Their study’s findings, which were just published in Nature Communications, demonstrate that COVID-19 harms the cells lining the tiniest blood veins, preventing blood flow. These findings may open the door to novel therapies that could prevent the daily deaths of hundreds of patients from COVID-19.

Drs. at Emory Healthcare began this investigation in the early stages of the pandemic, physicians at Emory Healthcare began this study to learn more about the causes of severe COVID-19 and the reasons why adults experience severe illness more frequently than children. They compared the blood biochemistry of COVID patients to that of non-COVID patients using a method known as “multi-omics,” which involves evaluating many data sets simultaneously. This finding, according to Maier, was especially intriguing considering their clinical observations that the blood from COVID-19 patients who were seriously unwell was exceptionally viscous—imagine maple syrup instead of water.
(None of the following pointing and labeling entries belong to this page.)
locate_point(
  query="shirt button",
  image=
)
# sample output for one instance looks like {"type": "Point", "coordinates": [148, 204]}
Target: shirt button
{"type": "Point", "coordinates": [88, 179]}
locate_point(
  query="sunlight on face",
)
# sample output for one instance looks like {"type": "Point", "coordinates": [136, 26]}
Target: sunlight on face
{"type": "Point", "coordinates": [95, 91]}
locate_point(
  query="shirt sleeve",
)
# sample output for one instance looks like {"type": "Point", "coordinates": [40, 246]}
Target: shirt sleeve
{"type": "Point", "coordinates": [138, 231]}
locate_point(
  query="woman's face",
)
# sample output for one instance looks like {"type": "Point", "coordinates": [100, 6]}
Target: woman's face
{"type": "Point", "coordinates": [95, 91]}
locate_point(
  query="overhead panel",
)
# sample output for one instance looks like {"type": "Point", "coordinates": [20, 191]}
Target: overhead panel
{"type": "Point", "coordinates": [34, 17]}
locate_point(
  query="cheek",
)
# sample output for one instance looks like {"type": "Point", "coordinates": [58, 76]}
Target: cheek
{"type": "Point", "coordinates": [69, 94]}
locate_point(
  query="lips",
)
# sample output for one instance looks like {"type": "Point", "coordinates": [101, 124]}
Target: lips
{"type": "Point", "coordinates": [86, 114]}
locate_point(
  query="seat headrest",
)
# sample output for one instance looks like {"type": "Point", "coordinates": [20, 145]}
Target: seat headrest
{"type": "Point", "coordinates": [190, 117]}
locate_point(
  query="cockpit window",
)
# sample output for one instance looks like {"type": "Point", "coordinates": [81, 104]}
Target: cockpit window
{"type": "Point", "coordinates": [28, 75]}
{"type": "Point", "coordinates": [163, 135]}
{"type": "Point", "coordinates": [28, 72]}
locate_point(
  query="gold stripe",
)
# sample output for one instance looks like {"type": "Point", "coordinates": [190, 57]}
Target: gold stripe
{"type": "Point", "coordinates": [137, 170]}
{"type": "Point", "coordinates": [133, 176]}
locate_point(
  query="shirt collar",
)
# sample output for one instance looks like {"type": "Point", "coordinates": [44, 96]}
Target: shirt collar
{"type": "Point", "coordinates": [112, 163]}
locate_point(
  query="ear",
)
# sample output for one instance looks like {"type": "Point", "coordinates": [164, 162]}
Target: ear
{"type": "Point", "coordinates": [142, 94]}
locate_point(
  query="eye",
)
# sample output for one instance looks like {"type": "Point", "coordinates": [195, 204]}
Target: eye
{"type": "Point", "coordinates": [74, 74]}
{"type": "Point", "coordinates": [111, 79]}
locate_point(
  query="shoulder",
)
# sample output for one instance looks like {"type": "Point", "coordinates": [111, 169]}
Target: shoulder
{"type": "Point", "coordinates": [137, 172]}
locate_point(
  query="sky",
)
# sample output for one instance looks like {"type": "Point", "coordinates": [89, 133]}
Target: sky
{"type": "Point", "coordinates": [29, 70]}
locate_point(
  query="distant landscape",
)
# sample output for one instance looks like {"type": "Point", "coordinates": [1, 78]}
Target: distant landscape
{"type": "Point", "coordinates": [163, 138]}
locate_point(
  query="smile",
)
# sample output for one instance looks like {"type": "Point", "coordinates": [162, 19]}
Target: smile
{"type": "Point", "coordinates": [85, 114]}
Wilbur Lam, an associate professor in the Department of Pediatrics at Emory University as well as the Wallace H. Coulter Department of Biomedical Engineering at Georgia Institute of Technology and Emory University, was Maier’s partner and co-senior author.

They were able to see how blood from COVID-19 patients would flow in the human body differently than blood from other patients thanks to the creation of state-of-the-art models of the smallest blood arteries, which are predicted to be the most susceptible to altered blood flow. Viewing the movies from these microfluidic devices, according to Maier, is similar to watching how COVID-19 might be changing our blood arteries in real time. “Endothelial cells, which are actual human vascular cells, coat these artificial blood vessels. Red blood cells, plasma, or any other essential blood component can be added, along with various combinations, to observe how the blood functions and how damage develops.”